L’historien Marcel Émerit au sujet de l’insurrection
Si le rapport de force est au départ favorable aux insurgés, il bascule cependant au profit des troupes françaises renforcées par l’envoi de dizaines de milliers de soldats suite au désengagement sur le front en Europe, et des milices d’autodéfense des colons. Selon Mohammed Brahim Salhi, ce sont près de 86 000 soldats français qui sont alors en Algérie et six colonnes militaires qui sont mobilisées. L’armée française parcourt chaque région révoltée et réprime violemment les insurgés.
En mai 1871, Mohamed El-Hadj El-Mokrani tombe au combat durant la bataille d’Oued Souflat dans la région de Bouira. En juillet, le Cheikh Améziane El-Haddad est arrêté et meurt en prison, tandis que ses deux fils sont envoyés au bagne en Nouvelle-Calédonie. Le frère de Mohamed El-Mokrani, Boumezrag El-Mokrani, qui reprend le commandement des insurgés est également arrêté puis envoyé au bagne dans l’ile du Pacifique. Ce sont des centaines d’insurgés qui connaîtront le même sort et purgeront leur peine en Nouvelle-Calédonie et à Cayenne (Guyane).

Image : Extrait du Registre des personnes deportées en Nouvelle-Calédonie de 1872-1876, après la Commune de Paris et l’insurrection algérienne.

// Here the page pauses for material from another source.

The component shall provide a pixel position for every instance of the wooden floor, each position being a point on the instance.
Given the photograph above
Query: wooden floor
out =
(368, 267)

Les populations se voient quant à elles dépossédées de leurs terres, qui sont remises à des colons de France. Ainsi, 446 400 hectares des terres les plus fertiles sont confisquées et d’importantes amendes (36 582 298 francs, dit Rinn) sont imposées, des mesures qui achèveront le processus de paupérisation de la population.

Arrêté de séquestre du commissaire de la République, concernant les biens d’El Hadj Mohamed El Mokrani (1871).
Bien que réprimée, l’insurrection de 1871 a une place centrale dans l’histoire du mouvement national moderne et dans la lutte pour l’indépendance du XXème siècle. Le général Rebilliard écrit ainsi de Constantine en 1873 : « Depuis 1870 les Arabes ont profité de toutes les circonstances favorables pour chercher à reconquérir leur liberté. »
Photo : habib kaki 2 – Bordj El Mokrani à Bordj Bou Arreridj. L’édifice est construit en 1525 sur un rocher d’une hauteur de 15 mètres et était utilisé comme un fort d’observation surplombant toute la ville de Bordj Bou Arreridj. En 1871 il est rebaptisé au nom de Mohamed El Mokrani, qui s’y serait retranché.